La GLI : la couverture la plus large, sous conditions d’entrée
La GLI indemnise les loyers impayés, prend souvent en charge les frais de procédure et, selon les contrats, les dégradations locatives et la vacance. En échange, l’assureur impose ses critères de solvabilité au locataire à la souscription (taux d’effort maximal, CDI ou revenus stables) : un dossier fragile sera refusé — c’est le paradoxe de la GLI, qui protège le mieux là où le risque est déjà faible. Points à comparer entre contrats : plafonds d’indemnisation, franchise ou délai de carence, durée de prise en charge, et gestion du contentieux (certains assureurs pilotent toute la procédure — un vrai confort).
La caution solidaire : gratuite, mais à formaliser sans faute
Le garant personne physique s’engage par un acte de cautionnement au formalisme strict : un acte mal rédigé est nul, et la nullité se découvre toujours au pire moment. La caution vaut ce que vaut le garant dans la durée — sa situation peut se dégrader — et vous impose de l’informer dès le premier impayé. Elle reste pertinente pour les jeunes locataires au garant solide, et c’est la seule formule cumulable avec rien d’autre… sauf le cas étudiant/apprenti où le cumul avec une assurance redevient possible.
Visale : la troisième voie, gratuite et trop méconnue
La garantie Visale, portée par Action Logement, couvre gratuitement les impayés (dans certaines limites de loyer et de durée) pour des profils définis — notamment les jeunes de moins de 31 ans et les salariés en mobilité ou nouvellement embauchés.

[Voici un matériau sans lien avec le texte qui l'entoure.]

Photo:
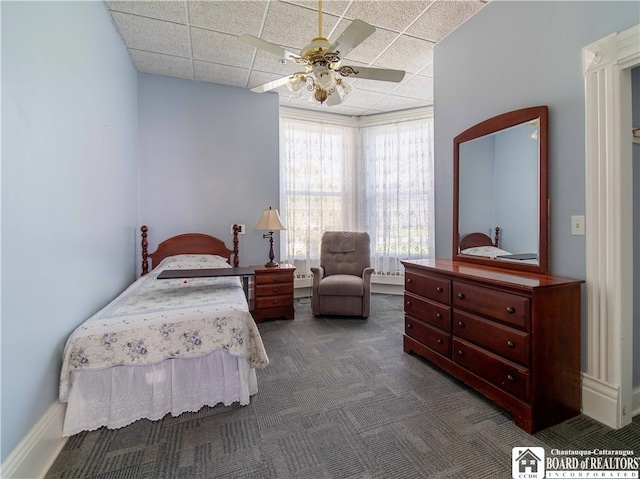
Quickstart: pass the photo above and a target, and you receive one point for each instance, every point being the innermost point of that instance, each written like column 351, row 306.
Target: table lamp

Pour un studio loué à un étudiant ou un jeune actif, c’est souvent la meilleure réponse : couverture réelle, coût nul, dossier en ligne. Beaucoup de bailleurs la refusent par méconnaissance — et se privent d’excellents locataires.

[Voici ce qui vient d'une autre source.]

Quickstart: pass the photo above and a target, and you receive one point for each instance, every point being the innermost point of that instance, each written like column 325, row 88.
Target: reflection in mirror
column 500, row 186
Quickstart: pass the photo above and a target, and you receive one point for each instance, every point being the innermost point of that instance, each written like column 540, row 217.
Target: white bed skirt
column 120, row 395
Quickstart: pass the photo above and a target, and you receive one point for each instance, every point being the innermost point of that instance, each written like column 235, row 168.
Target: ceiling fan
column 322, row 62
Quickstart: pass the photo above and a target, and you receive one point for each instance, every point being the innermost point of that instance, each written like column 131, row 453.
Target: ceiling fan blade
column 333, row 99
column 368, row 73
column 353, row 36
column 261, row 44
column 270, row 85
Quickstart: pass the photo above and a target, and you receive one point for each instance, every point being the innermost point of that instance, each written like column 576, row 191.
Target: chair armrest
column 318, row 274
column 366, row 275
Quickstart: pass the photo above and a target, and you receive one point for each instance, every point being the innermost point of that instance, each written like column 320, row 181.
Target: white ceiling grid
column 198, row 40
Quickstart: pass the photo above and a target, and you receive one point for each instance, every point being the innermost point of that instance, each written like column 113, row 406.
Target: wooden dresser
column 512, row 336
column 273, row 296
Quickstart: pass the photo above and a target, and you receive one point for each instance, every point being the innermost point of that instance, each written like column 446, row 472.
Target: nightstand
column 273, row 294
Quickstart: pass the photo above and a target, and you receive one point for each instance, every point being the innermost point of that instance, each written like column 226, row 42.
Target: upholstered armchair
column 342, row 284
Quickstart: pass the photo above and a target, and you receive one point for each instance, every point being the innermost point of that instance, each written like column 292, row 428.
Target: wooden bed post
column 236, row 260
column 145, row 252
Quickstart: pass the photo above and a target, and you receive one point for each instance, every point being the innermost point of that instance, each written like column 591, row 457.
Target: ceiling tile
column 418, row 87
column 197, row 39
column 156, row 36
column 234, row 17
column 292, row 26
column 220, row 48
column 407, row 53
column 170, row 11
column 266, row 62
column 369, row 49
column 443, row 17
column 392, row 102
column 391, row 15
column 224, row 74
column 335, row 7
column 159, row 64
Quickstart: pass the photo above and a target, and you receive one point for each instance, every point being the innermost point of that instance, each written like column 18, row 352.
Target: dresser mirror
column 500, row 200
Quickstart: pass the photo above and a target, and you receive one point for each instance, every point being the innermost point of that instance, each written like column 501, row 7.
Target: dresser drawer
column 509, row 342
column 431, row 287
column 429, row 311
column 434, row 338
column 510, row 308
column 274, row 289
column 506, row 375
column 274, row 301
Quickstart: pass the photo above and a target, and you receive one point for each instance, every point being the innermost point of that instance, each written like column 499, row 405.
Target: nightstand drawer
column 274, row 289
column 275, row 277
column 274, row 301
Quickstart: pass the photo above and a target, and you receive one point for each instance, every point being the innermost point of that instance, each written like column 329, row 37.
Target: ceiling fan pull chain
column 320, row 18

Le critère de décision (et la ligne fiscale bonus)
Choisissez selon le profil du locataire, pas selon vos habitudes : dossier salarié stable → GLI si vous voulez déléguer le risque et le contentieux ; jeune avec garant solide → caution bien rédigée ; étudiant ou jeune actif éligible → Visale. Et n’oubliez pas la ligne fiscale : au régime réel, la prime de GLI est déductible de vos revenus fonciers, ce qui ramène son coût réel bien en dessous du tarif affiché.

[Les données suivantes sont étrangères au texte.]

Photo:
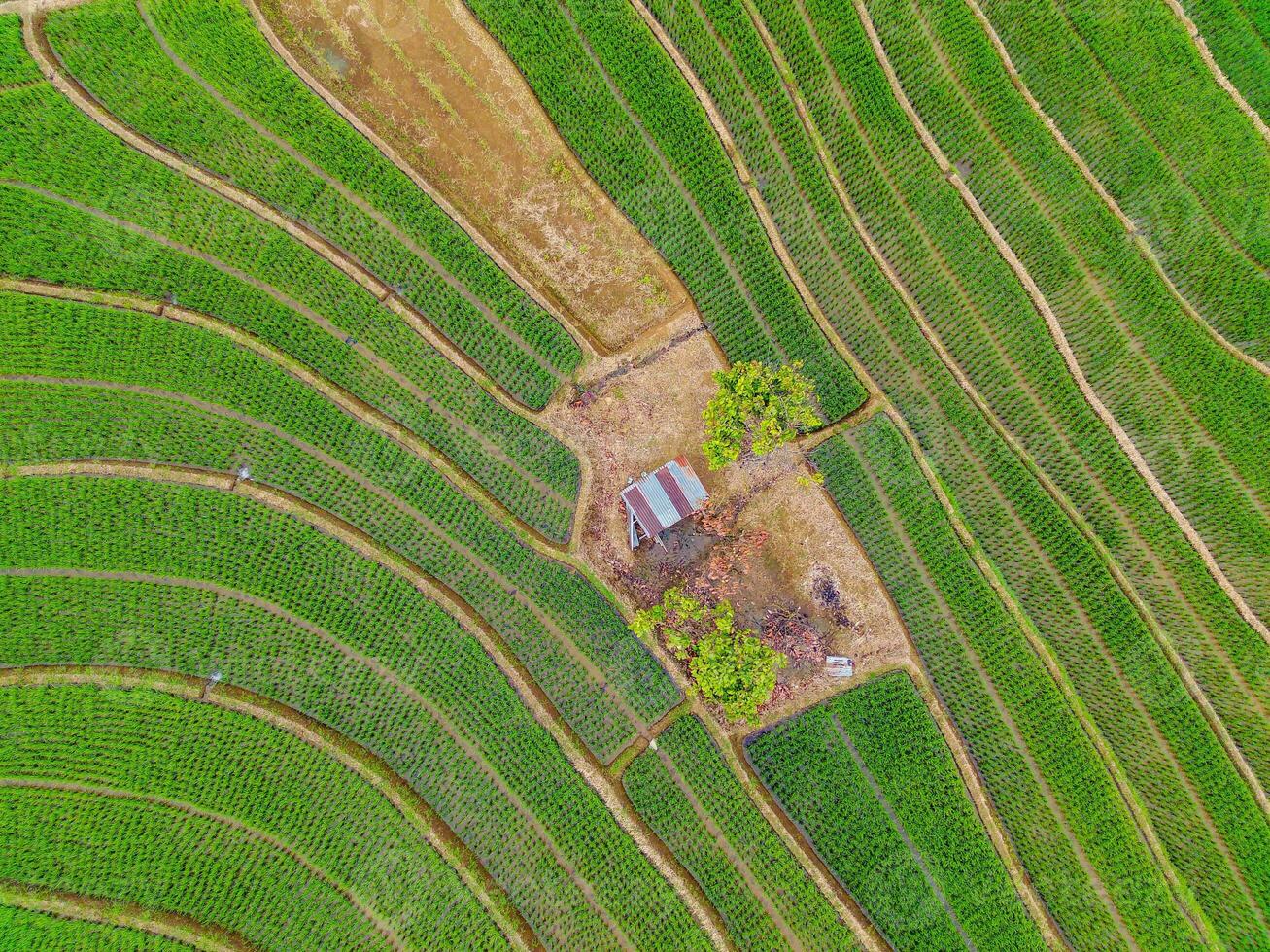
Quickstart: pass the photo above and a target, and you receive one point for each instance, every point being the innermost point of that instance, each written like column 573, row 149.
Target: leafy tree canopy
column 760, row 405
column 732, row 667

Quel montage pour votre prochain bail ?
Faites valider garantie et acte de caution par un juriste avant signature : consultation découverte gratuite — modèles inclus dans l’adhésion dès 15 €/mois.
FAQ - Assurance loyers impayés
Questions fréquentes des propriétaires
Combien coûte une assurance loyers impayés ?
Généralement entre 2 et 4 % des loyers annuels charges comprises, prime déductible des revenus fonciers au régime réel.
Puis-je cumuler GLI et caution ?
Non en principe : le cumul est interdit, sauf lorsque le locataire est étudiant ou apprenti.
Qu’est-ce que la garantie Visale ?
Une garantie gratuite d’Action Logement couvrant les impayés pour certains profils — notamment les moins de 31 ans et les salariés en mobilité — dans des limites de loyer et de durée définies.